The fledgling group joined three other activist groups in a press conference Thursday in Harrisburg to highlight a recent report that the Harrisburg-Carlisle region ranks among the 10 most-polluted mid-sized areas in the nation.

Pam Frohman represented CCAB in calling for passage of anti-idling ordinances and a halt to further trucking-intensive development until technology that can reduce diesel emissions is mandated in local laws.

“I love living and raising my family in Carlisle,” said Frohman, a homemaker and mother of three. “It is sad to me that the air is becoming toxic.
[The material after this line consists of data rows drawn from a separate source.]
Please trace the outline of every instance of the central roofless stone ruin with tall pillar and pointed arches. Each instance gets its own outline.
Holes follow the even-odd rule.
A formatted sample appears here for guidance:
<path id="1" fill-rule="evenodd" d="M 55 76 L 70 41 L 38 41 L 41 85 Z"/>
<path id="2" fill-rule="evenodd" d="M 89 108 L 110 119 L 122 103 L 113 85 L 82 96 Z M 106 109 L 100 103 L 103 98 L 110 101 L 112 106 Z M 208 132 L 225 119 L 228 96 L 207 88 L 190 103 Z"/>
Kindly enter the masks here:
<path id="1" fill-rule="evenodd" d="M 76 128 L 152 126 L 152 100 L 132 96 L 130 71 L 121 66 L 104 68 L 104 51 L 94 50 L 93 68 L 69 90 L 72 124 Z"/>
To be among the top 2 percent of the most polluted counties in the nation is no honor.”

Nathan Willcox of PennEnvironment Research and Policy Center praised the Carlisle group as an example of one way that people can advocate for cleaner air.

“I think Carlisle is setting a great example,” he said.

Willcox unveiled a new report called “Plagued By Pollution” that shows Pennsylvania ranked second in levels of “fine-particle” — also called soot — pollution in the nation as measured over one year.

Lancaster, York-Hanover and Reading were the other three south-central Pennsylvania communities to make the top 10.

“Particle pollution is a serious and persistent problem in south-central Pennsylvania,” said Kevin Stewart of the American Lung Association.

Fine particle pollution exacerbates medical conditions such as bronchitis and asthma and has been linked to cancer. Its most common sources are diesel engines and coal-burning power plants located as far away as the Midwest, Stewart said.

The danger of soot is that it can carry toxic materials deep in the lungs where it bypasses the body’s normal defense mechanisms. From there, it can enter the bloodstream. Besides respiratory diseases, fine particle pollution has been linked to heart attacks.

FYI

Carlisle Area Clean Air Board is holding its next meeting at 2 p.m. Feb. 14 in the Second Presbyterian Church, 528 Garland Drive, Carlisle. All are welcome to join the interfaith group.